Im Dictionnaire der französischen Sprache, dem Petit Robert, wird der Begriff "dossier" definiert als "Ensemble de pièces relatives à une affaire et placées dans une chemise; la chemise, le carton, qui les contient." "Connaître le dossier de quelque chose" bedeutet: auf der Höhe des offiziellen Informationsstandes über eine Frage von öffentlichem Interesse zu sein. Ein Dossier ist ein Suchbild, das eine Behörde aus offiziellen Aktenstücken, öffentlich zugänglichen und privaten Dokumenten über eine Person zusammenstellt, um einen eingeweihten Kreis oder eine genehme, behördenkonforme Öffentlichkeit über sie zu informieren. In einer Diktatur sind Dossiers über missfällige Personen geheime Wissensspeicher, die den Machthabern Macht über sie geben. Die Daten, an denen eine Behörde Interesse hat, sind jedoch nicht unbedingt solche, die der Betroffene für persönlich wichtig hält. Kertész spielt mit diesem Medium (oder ist ein Dossier auch eine Gattung?), um sein Verhältnis zum ungarischen Lesepublikum zu klären.

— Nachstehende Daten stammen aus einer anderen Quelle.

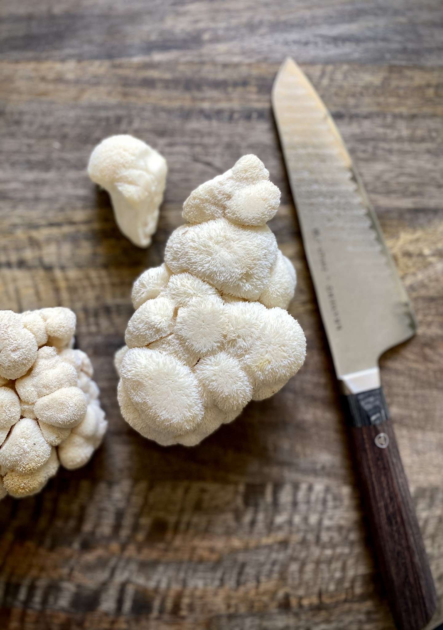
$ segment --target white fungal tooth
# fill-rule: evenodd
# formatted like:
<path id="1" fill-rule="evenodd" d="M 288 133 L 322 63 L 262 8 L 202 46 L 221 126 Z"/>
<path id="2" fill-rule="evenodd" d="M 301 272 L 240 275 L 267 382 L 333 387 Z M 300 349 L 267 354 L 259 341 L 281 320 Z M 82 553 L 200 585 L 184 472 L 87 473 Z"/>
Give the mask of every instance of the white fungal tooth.
<path id="1" fill-rule="evenodd" d="M 226 334 L 226 307 L 220 297 L 194 297 L 179 309 L 175 332 L 200 355 L 220 348 Z"/>
<path id="2" fill-rule="evenodd" d="M 166 288 L 171 272 L 163 263 L 159 267 L 147 269 L 139 276 L 132 287 L 132 303 L 138 309 L 147 300 L 157 297 Z"/>
<path id="3" fill-rule="evenodd" d="M 0 376 L 18 379 L 31 367 L 37 355 L 37 342 L 23 326 L 20 315 L 0 311 Z"/>
<path id="4" fill-rule="evenodd" d="M 75 326 L 61 307 L 0 311 L 0 499 L 39 492 L 57 471 L 57 449 L 77 467 L 103 438 L 92 364 L 70 347 Z"/>
<path id="5" fill-rule="evenodd" d="M 292 263 L 279 249 L 274 267 L 271 272 L 271 282 L 259 298 L 268 309 L 279 306 L 287 309 L 294 297 L 297 277 Z"/>
<path id="6" fill-rule="evenodd" d="M 242 408 L 251 399 L 252 388 L 240 364 L 227 352 L 205 357 L 194 368 L 205 407 L 223 411 Z"/>
<path id="7" fill-rule="evenodd" d="M 196 378 L 174 357 L 145 348 L 130 349 L 121 374 L 135 407 L 150 416 L 157 430 L 182 433 L 201 420 L 204 410 Z"/>
<path id="8" fill-rule="evenodd" d="M 140 306 L 129 320 L 125 335 L 128 348 L 146 346 L 174 330 L 174 302 L 155 297 Z"/>
<path id="9" fill-rule="evenodd" d="M 109 193 L 125 236 L 139 247 L 150 244 L 166 183 L 164 158 L 132 135 L 113 135 L 95 147 L 87 172 Z"/>
<path id="10" fill-rule="evenodd" d="M 135 282 L 115 362 L 121 413 L 145 437 L 197 444 L 303 364 L 305 336 L 283 310 L 295 271 L 266 225 L 279 197 L 258 158 L 244 156 L 191 193 L 165 265 Z"/>
<path id="11" fill-rule="evenodd" d="M 217 219 L 178 227 L 166 244 L 165 260 L 174 273 L 189 272 L 223 293 L 256 300 L 269 284 L 277 251 L 267 226 Z"/>

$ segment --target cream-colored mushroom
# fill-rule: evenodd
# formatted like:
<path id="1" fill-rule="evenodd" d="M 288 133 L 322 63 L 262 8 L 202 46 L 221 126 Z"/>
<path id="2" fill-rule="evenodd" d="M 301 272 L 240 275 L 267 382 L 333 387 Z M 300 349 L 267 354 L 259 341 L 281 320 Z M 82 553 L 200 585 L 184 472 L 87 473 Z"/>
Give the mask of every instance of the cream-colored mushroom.
<path id="1" fill-rule="evenodd" d="M 89 177 L 109 193 L 117 225 L 139 247 L 157 229 L 167 171 L 164 158 L 132 135 L 106 138 L 89 158 Z"/>
<path id="2" fill-rule="evenodd" d="M 165 263 L 135 282 L 115 365 L 122 415 L 146 437 L 197 444 L 303 364 L 305 335 L 284 310 L 295 271 L 266 225 L 279 196 L 256 156 L 240 158 L 191 193 Z"/>
<path id="3" fill-rule="evenodd" d="M 59 467 L 83 466 L 108 423 L 64 307 L 0 311 L 0 499 L 40 491 Z"/>

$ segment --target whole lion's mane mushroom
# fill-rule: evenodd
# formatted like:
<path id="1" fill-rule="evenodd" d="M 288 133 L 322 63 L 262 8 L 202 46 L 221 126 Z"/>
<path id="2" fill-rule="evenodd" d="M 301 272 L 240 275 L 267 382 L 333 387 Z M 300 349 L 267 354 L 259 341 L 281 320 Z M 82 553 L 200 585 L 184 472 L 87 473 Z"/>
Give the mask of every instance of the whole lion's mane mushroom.
<path id="1" fill-rule="evenodd" d="M 40 491 L 101 442 L 108 422 L 75 330 L 69 309 L 0 311 L 0 498 Z"/>
<path id="2" fill-rule="evenodd" d="M 305 335 L 285 310 L 295 271 L 266 225 L 279 199 L 244 156 L 191 193 L 165 263 L 134 284 L 115 364 L 121 413 L 146 437 L 197 444 L 301 367 Z"/>

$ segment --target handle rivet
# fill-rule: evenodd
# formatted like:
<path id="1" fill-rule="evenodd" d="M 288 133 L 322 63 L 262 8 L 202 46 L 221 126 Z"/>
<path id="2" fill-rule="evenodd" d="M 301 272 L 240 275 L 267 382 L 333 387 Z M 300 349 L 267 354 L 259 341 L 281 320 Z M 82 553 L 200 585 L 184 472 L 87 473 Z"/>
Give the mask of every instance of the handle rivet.
<path id="1" fill-rule="evenodd" d="M 386 433 L 379 433 L 378 435 L 376 435 L 374 442 L 379 449 L 386 449 L 389 445 L 389 435 L 386 435 Z"/>

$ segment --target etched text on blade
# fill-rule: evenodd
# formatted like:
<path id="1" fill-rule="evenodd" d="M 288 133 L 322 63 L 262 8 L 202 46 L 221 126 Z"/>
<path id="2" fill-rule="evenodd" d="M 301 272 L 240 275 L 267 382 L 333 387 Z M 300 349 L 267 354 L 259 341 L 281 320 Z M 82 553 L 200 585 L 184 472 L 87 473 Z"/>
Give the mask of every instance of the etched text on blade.
<path id="1" fill-rule="evenodd" d="M 413 334 L 413 316 L 327 111 L 293 63 L 279 75 L 277 123 L 337 375 L 374 367 Z"/>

Der Untertitel spielt auf Peter Weiss' dramatisch-oratorische Inszenierung des Auschwitz-Prozesses in "Die Ermittlung" an, für die Gedächtnisprotokolle der Frankfurter Gerichtsverhandlung und eines Lokaltermins in Auschwitz das Material lieferten. Aber die Ermittlung gegen den seit seiner Rückkehr aus Auschwitz und Buchenwald notorisch unangepassten "K." wandelt sich im Lauf der Befragung zu einer gemeinsam mit dem Interviewer angestellten gegen ein totalitäres System, dessen Absurdität nur in einer Art Fortschreibung der Romane Kafkas erfassbar sei und in dem "Menschen zum Kind" entmündigt und ihrer Verantwortung beraubt werden. Die Fragen zu seiner Person und seinem Schriftstellerberuf, die Kertész seinem fingierten Interviewer zuschreibt, dokumentieren die schwierige, kurvenreiche Annäherung zwischen dem unnachsichtigen Kritiker des ungarischen Kommunismus und der Mehrzahl seiner Landsleute, die erst das Nobelpreiskommittee über ihren bedeutenden Gegenwartsautor, den abgetauchten, verkannten und unterschätzten K., aufgeklärt hat.

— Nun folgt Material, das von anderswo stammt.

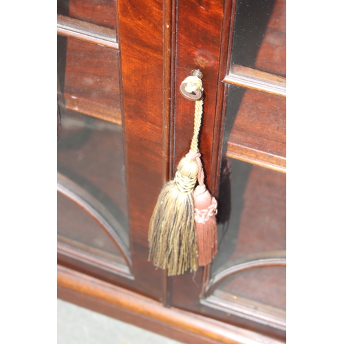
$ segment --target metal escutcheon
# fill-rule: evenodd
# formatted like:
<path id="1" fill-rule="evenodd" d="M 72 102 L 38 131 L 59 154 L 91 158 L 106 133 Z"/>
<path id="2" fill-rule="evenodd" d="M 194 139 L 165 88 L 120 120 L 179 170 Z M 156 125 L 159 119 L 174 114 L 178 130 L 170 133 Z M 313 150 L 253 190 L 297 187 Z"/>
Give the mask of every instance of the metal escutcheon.
<path id="1" fill-rule="evenodd" d="M 191 75 L 193 75 L 194 76 L 198 76 L 200 78 L 203 76 L 200 69 L 193 69 L 193 71 L 191 71 Z M 187 86 L 187 83 L 182 83 L 179 87 L 179 90 L 180 91 L 180 93 L 182 94 L 182 96 L 189 100 L 200 100 L 203 97 L 202 91 L 197 89 L 194 92 L 189 93 L 185 90 L 185 87 Z"/>

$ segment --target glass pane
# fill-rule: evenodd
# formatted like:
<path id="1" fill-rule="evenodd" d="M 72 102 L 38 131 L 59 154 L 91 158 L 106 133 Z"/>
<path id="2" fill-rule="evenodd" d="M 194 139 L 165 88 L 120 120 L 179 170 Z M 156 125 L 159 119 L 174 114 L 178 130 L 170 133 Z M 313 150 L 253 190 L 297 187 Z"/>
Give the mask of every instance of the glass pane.
<path id="1" fill-rule="evenodd" d="M 286 98 L 230 85 L 224 133 L 208 299 L 283 328 L 285 268 L 261 266 L 285 264 Z"/>
<path id="2" fill-rule="evenodd" d="M 286 250 L 286 174 L 227 157 L 222 169 L 219 252 L 212 275 L 243 260 Z"/>
<path id="3" fill-rule="evenodd" d="M 70 37 L 58 38 L 65 107 L 120 124 L 118 52 Z"/>
<path id="4" fill-rule="evenodd" d="M 286 75 L 286 0 L 238 0 L 231 65 Z"/>
<path id="5" fill-rule="evenodd" d="M 58 0 L 57 13 L 111 29 L 116 28 L 114 0 Z"/>
<path id="6" fill-rule="evenodd" d="M 126 265 L 109 236 L 81 208 L 59 193 L 57 234 L 59 242 L 111 262 Z"/>
<path id="7" fill-rule="evenodd" d="M 230 85 L 224 153 L 285 171 L 286 98 Z"/>
<path id="8" fill-rule="evenodd" d="M 286 277 L 283 266 L 244 271 L 226 279 L 213 294 L 255 312 L 286 317 Z"/>
<path id="9" fill-rule="evenodd" d="M 58 171 L 99 201 L 128 230 L 122 126 L 67 110 Z"/>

Kertész unterstellt zu Anfang dem Interviewer, dass er sich, wie der Reporter einer westlichen Illustrierten, mehr für die Person als für das Werk oder gar seine literarischen Vorbilder interessieren würde. Also gibt er anfangs bereitwillig, mit spöttischem Unterton ("Am Ende willst du noch Babyfotos von mir sehen"), Auskunft über seine Kindheit, die Mutter, den Vater, den Großvater väterlicherseits, einen charismatischen Juden namens Klein, der sich aus dem Kleinbauernstand hocharbeitete und den Familiennamen ungarisierte, und die Großeltern mütterlicherseits, über die er wenig zu berichten weiss. Der geschäftstüchtige Großvater mit seinen dienstbeflissenen Ilonkas, die elegante Mutter, deren politische Unbekümmertheit ihr das Paktieren mit dem nationalsozialistischen und stalinistischen Teufel nicht als teuflisch erschienen ließ, das Spektrum ihrer Verehrer und die melodramatische Stiefmutter, eine exzentrische Person, haben allesamt, sobald Kertész sie fixiert, das Potential zu Figuren eines komischen jüdischen Familienromans, der sicherlich bis zur Wende unerwünscht gewesen wäre. Gegen Ende der Ermittlung hat sich der Interviewer, ein nicht-jüdischer, wesentlich jüngerer Landsmann, allerdings Kertész' Sympathie erworben, da er sein Werk vom ersten bis zum letzten Roman vorzüglich kennt und die Gelegenheit wahrnimmt, aus bislang in Ungarn unveröffentlichten Dokumenten - beispielsweise einem Bericht über eine Auschwitz-Exkursion mit den Mitgliedern der Darmstädter Akademie für Sprache und Dichtung oder einer Rede zur Wiedereröffnung der Ausstellung über "Die Verbrechen der Wehrmacht" im Hamburger Institut für Sozialforschung - zu zitieren.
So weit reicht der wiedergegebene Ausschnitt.